Treating the Obese Diabetic

Julia Kenkre; Tricia Tan; Stephen Bloom


Expert Rev Clin Pharmacol. 2013;6(2):171-183. 

In This Article

Sodium–Glucose Cotransporter 2 Inhibitors

These inhibitors are very new to the market, and as such their role in diabesity treatment is not yet clear. They work by promoting urinary excretion of glucose by preventing its tubular reabsorption via the sodium–glucose cotransporter. While they have not yet been approved by the US FDA, one agent in the class, dapagliflozin, has recently been approved for use in Europe as an adjunct to diet and exercise in combination with other glucose-lowering agents, including insulin, and as a monotherapy for metformin-intolerant patients.[43]

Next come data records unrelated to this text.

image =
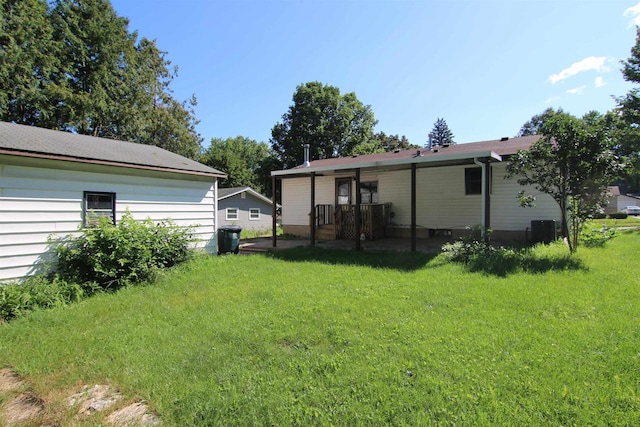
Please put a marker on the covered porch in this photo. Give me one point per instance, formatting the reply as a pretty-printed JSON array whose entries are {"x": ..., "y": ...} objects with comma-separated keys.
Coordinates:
[{"x": 363, "y": 217}]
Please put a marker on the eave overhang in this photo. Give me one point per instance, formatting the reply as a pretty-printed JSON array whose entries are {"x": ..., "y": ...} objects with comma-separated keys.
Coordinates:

Sodium–glucose cotransporter 2 (SGLT2) inhibitors are associated with weight loss. The initial weight loss seen is secondary to a mild osmotic diuresis, but in the longer term, this effect is ascribed to a reduction of fat mass, secondary to a caloric loss via glucose excretion in urine.[44] In a RCT of dapagliflozin added on to metformin treatment, a significant reduction in mean HbA1c was seen at 24 weeks in the dapagliflozin group (0.67% in the 2.5 mg group, 0.7% in the 5 mg group and 0.84% in the 10 mg group) along with a significant reduction in bodyweight (2.2, 3.0 and 2.9 kg, respectively, versus placebo loss of 0.9 kg).[45]

The most frequently reported adverse events include constipation, diarrhea, nausea, urinary frequency and genitourinary infections. Long-term safety data are lacking in this class of agents.